Devletin ve çeşitli toplumsal grupların seks işçilerini hedef haline getiren açıklamaları, uygulamaları ve yasaları mevcut. Meselenin seks işçiliği olmadığını, yapısal toplumsal sorunların hedef alınması ve çözülmesi gerektiğini biliyoruz. Seks işçiliğini, “bataklık”, “ahlaksızlık”, “şiddetin kendisi” olarak gören toplumsal algının aksine, bu bir emek alanıdır ve dolayısı ile seks işçileri de diğer tüm işçiler gibi emek eksenli haklarını talep ediyorlar. Seks işçileri ile değil, yoksulluk ve toplumsal cinsiyet adaletsizliği ile mücadele edilmeli. Seks işçilerini hedef alan şiddetin, seks işçiliğine içkin bir mesele olmadığını, seks işçilerini hedef alan ve kriminalize eden mevzuat ve uygulamalar sonucunda ortaya çıktığını iddia etsek yanılmış sayılmayız.

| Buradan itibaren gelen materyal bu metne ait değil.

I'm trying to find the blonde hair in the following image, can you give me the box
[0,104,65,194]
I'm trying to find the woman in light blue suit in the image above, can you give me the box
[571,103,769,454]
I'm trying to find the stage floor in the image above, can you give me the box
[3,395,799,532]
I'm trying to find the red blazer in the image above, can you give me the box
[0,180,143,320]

Seks işçiliğine ilişkin Türkiye ve dünyada yapılmış çeşitli çalışmalardan derlenen bazı verileri de yeri gelmişken sizlerle paylaşmak istiyorum:

-Türkiye’de yayınlanmış tek veri 2004 yılından. Ankara Ticaret Odası tarafından yayınlanan rapora göre Türkiye’de 100 bin civarında seks işçisi bulunuyor. Aynı raporda, Türkiye’de faaliyet gösteren 56 genelev olduğu ve yaklaşık 3 bin kadının kayıtlı şekilde çalıştığı ifade ediliyor.

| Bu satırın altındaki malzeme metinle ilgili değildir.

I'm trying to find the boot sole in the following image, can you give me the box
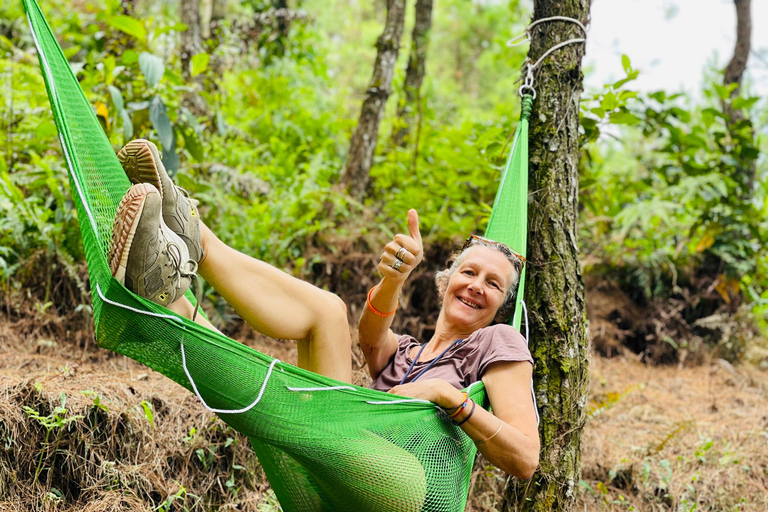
[117,140,165,197]
[109,183,156,283]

-Kırmızı Şemsiye Derneği’nin tuttuğu verilere göre sadece 2013 yılında 7 ildeki genelevler tümüyle kapatılmış. Bu durumda Türkiye’de 56 genelev bulunduğu bilgisi de artık geçerli değil. Dernek bu durumun genelevlerde çalışan seks işçilerinin sokakta güvenliksiz ve sağlıksız yollarla bu işi sürdürmelerine sebep olduğunu belirtiyor.

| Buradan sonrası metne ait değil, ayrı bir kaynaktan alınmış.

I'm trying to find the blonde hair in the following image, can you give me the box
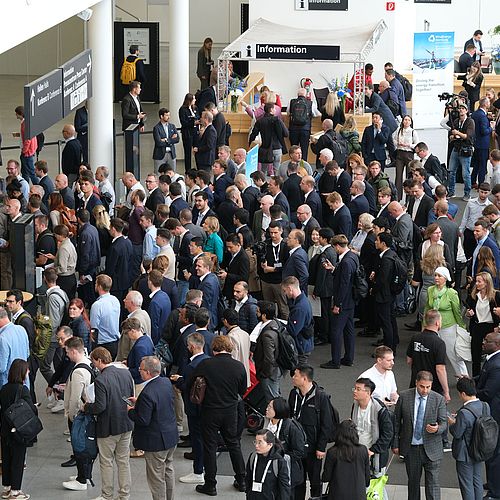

-Türkiye seks işçisi kadınların en çok şiddet gördüğü 9 ülkeden biri. Uluslararası Kadın Ticareti ve Kadına Karşı Şiddet Kongresi raporundan alınan bu veri, Türkiye’de seks işçilerinin %75’inin müşterilerinden darp edildiğini gösteriyor.

-Kırmızı Şemsiye Derneği’nin 233 trans kadın ile yaptığı araştırmaya göre, trans kadın seks işçilerinin %73’ü bugüne kadar bir veya birden fazla defa fiziksel, %53’ü ise cinsel şiddete maruz kalmış.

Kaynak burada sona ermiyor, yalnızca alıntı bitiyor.